Les coulisses financières de la salle de bal de Trump révélées : millions en jeux

Un rapport révèle un lien surprenant entre donateurs et contrats fédéraux de Trump.
Les coulisses financières de la salle de bal de Trump révélées : millions en jeux
Les travaux en cours de la future salle de bal de la Maison Blanche. MaxPPP

l'essentiel
Une nouvelle salle de bal est en construction à la Maison-Blanche, financée par des dons privés selon Donald Trump. Un rapport de Public Citizen, publié jeudi, met en lumière les implications financières entourant ces contributions.

Le rapport, présenté par l'organisme de surveillance Public Citizen, souligne que plus de la moitié des donateurs ont bénéficié de contrats fédéraux, représentant en tout plus de 50 milliards de dollars. Un éclairage inattendu sur l'origine des fonds, qui pose des questions sur la transparence de ce projet.

Trente des vingt-sept entreprises impliquées dans le financement ont effectivement vu leurs contrats publics croître ces six derniers mois, principalement dans des secteurs variés comme la défense, la technologie et l'énergie. Par exemple, Lockheed Martin, un poids lourd de l'industrie de la défense, a perçu 43,8 milliards de dollars de contrats fédéraux.

Les montants sont également significatifs pour d'autres entreprises, comme Booz Allen Hamilton avec plus de 4,2 milliards, et Palantir atteignant un milliard, sans oublier des géants comme Amazon, Microsoft et Google.

"Des intérêts considérables"

Jon Golinger, l'un des auteurs du rapport, a déclaré au Washington Post : "Ces multinationales ne contribuent pas au projet des salles de bal de Trump par pure générosité ; leurs intérêts auprès du gouvernement fédéral sont majeurs et elles cherchent à obtenir des faveurs".
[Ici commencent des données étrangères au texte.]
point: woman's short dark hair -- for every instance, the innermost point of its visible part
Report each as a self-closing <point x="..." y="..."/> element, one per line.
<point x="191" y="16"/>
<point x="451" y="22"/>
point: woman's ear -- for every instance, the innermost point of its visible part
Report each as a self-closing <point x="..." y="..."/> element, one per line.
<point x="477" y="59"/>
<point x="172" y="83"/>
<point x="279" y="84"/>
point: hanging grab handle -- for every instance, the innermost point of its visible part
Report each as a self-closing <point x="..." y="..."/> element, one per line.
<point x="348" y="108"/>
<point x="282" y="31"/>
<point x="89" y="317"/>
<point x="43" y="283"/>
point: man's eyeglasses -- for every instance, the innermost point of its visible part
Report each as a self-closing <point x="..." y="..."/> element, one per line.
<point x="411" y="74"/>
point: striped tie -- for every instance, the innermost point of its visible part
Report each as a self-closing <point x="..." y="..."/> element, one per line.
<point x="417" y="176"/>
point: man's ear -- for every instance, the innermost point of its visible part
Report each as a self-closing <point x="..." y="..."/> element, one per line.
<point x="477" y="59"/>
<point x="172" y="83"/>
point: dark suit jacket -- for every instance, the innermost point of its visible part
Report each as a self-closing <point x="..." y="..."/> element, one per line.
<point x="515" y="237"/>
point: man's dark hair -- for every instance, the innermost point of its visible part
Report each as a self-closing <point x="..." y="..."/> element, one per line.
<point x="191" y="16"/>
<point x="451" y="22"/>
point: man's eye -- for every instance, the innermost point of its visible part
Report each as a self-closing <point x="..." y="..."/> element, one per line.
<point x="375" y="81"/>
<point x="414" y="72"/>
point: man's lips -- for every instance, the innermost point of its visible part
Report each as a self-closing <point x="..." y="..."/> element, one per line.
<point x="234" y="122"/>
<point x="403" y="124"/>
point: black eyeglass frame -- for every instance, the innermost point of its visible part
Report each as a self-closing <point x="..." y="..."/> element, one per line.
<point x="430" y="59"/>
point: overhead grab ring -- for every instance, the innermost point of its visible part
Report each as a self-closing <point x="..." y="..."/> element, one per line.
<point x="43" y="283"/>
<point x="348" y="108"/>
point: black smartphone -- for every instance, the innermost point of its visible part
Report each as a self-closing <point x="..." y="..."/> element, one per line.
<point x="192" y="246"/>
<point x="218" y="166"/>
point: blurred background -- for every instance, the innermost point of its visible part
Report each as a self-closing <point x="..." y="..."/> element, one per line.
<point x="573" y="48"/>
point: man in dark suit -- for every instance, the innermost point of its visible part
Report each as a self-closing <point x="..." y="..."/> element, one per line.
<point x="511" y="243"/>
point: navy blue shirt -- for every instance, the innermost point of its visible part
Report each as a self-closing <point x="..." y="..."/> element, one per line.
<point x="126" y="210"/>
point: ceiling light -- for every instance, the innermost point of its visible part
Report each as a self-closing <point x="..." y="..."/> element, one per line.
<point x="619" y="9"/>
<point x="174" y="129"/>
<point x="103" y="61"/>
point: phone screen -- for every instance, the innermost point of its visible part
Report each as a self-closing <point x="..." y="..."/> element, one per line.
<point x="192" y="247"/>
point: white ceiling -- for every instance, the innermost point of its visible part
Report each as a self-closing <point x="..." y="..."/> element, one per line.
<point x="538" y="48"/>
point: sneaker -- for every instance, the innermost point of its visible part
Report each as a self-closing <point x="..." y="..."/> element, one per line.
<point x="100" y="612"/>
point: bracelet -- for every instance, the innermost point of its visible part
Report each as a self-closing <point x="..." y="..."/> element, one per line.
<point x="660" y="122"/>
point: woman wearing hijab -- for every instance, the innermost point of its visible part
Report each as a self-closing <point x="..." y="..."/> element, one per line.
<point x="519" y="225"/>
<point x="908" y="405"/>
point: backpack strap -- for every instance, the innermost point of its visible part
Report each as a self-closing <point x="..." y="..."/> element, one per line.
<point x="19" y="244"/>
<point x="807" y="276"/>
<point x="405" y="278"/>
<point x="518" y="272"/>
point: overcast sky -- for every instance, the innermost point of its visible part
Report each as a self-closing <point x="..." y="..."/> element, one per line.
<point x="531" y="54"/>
De plus, Public Citizen a révélé que seize de ces entreprises sont sous le coup de poursuites fédérales pour diverses malversations, mais certaines de ces poursuites ont été abandonnées par l'administration Trump, incluant des enquêtes menées contre des géants comme Amazon et Meta.

Pas de corruption, répond la Maison-Blanche

En réponse à ces accusations, la Maison-Blanche nie toute forme de corruption. Le porte-parole, Davis Ingle, insiste sur le fait que "ces rénovations ne seraient pas mieux perçues si elles étaient financées par les contribuables américains". Selon lui, le projet vise à "améliorer la Maison du peuple pour les générations futures".

Trump, qui se vante de ne pas faire appel à l'argent des contribuables pour la salle de bal, affirme que le coût de ce projet pourrait atteindre près de 400 millions de dollars. Il estime que la salle sera "l'un des plus beaux bâtiments jamais construits dans le pays".